Hermenêutica e Propedêutica se encontravam na farmácia de Hermético para acabar com a peste da Epistemologia. Mas foi no Palácio de Vernáculo que Vocabulário disse à terceira:

- Tu és a pior de todas – isso na frente de Etimologia, amante da ofendida e princesa, rival da rainha Erudição. Esta, percebendo na contenda uma oportunidade, potente  em postura e volume, ordenou à sua premirère femme de chambre:

- Cultura! Mata o povaréu a paulada!

De Rubem Braga a LF Veríssimo, brincar com o sentido das palavras não é nenhuma exclusividade. Na fábula metafórica acima, Cultura, mesmo sendo humilde dama de quarto da sua ama e senhora Erudição, tem o poder de funcionar como madeira de dar no povo. Afinal, no Brasil, se não for a cultura em sentido amplo, das tradições e dos costumes do povo, fica restrita a poucos, deixando a maioria entregue a manipulações de variadas ordens, ainda mais agora, relegada a uma caixinha esquecida em um organograma que ninguém conhece, muito mais para destruí-la do que fortificá-la. Já a poderosa Erudição é o que a Cultura é em nosso país, só que perfumada de enfado e arrogância.
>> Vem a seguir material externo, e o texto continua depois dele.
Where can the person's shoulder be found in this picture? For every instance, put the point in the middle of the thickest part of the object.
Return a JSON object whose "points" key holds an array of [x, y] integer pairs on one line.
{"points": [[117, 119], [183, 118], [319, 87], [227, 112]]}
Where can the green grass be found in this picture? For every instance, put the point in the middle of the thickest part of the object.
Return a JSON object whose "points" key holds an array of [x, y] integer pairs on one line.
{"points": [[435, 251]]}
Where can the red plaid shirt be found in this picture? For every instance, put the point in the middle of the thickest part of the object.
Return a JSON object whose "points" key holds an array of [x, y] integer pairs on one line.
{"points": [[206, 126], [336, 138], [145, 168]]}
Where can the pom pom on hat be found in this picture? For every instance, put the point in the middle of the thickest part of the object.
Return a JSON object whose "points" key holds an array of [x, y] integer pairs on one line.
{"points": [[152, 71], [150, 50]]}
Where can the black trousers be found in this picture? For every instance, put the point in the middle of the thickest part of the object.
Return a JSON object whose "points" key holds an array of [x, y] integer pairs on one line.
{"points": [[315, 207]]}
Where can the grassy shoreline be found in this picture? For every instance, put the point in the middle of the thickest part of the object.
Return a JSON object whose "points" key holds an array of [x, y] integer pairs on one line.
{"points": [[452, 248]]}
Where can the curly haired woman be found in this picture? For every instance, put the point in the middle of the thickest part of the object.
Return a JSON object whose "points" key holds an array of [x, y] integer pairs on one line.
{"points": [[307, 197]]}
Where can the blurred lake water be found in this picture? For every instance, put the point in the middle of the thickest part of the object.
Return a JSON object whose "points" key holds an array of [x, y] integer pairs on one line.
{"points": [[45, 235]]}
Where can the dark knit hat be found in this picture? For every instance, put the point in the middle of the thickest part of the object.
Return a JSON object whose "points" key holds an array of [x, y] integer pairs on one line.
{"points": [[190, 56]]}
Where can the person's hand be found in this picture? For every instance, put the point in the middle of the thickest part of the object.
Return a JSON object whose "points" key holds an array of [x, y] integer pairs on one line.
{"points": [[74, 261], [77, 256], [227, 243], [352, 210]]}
Pelo mesmo motivo, a farmácia da fábula pertence a Hermético, do deus grego Hermes, entre outras coisas senhor de conhecimentos nunca dantes revelados. Nem depois.

Mesmo assim, e mesmo tendo acesso à cultura, à educação e à informação, ninguém que não faça uso corriqueiro das palavras empregadas com significados diferentes dos seus verdadeiros na metáfora tem obrigação de conhecê-los. O que isso tem a ver com a Constituição logo se verá.

É claro que epistemologia não é palavra usual, tampouco uma peste. É preciso recorrer a um bom dicionário (há alguns confiáveis inclusive na internet) para saber ou mesmo lembrar que episteme significa ciência, e logos, teoria, em grego, língua do deus Hermes e seus pares. Trata-se portanto da teoria da ciência, do conhecimento, da cognição. Por sua vez, a que assistiu Vocabulário ofender Epistemologia e responde por Etimologia é a ciência que permite encontrar o significado original dos vocábulos, ou das palavras. Já o Palácio de Vernáculo, ora, é o do vernáculo, do escravo nascido na terra do amo, por isso significa aquilo que é próprio de um país - por exemplo, a língua. Quem nos ensina isso é o Dicionário Houaiss. Antigamente se dizia que dicionário era o pai dos burros, e burro é teimoso por não querer obedecer ao amo, ao senhor humano; só que, em matéria humana, burrice é teimar em não recorrer aos dicionários.

Só faltou falar das duas que têm nomes de remédio, que também vêm do grego, o que não é o caso de vocabulário e vernáculo, que se originam no latim. Como não falamos grego (nem latim), vamos aos dicionários novamente.

Tanto no Houaiss como no Dicionário Filosófico de Japiassú e Marcondes, veremos que propedêutica corresponde ao estudo introdutório para conhecer uma ciência. E é a hermenêutica – técnica ou ciência para interpretação de textos, originalmente religiosos, bíblicos – que, em matéria jurídica, consiste em um conjunto de regras ou princípios para interpretar as leis.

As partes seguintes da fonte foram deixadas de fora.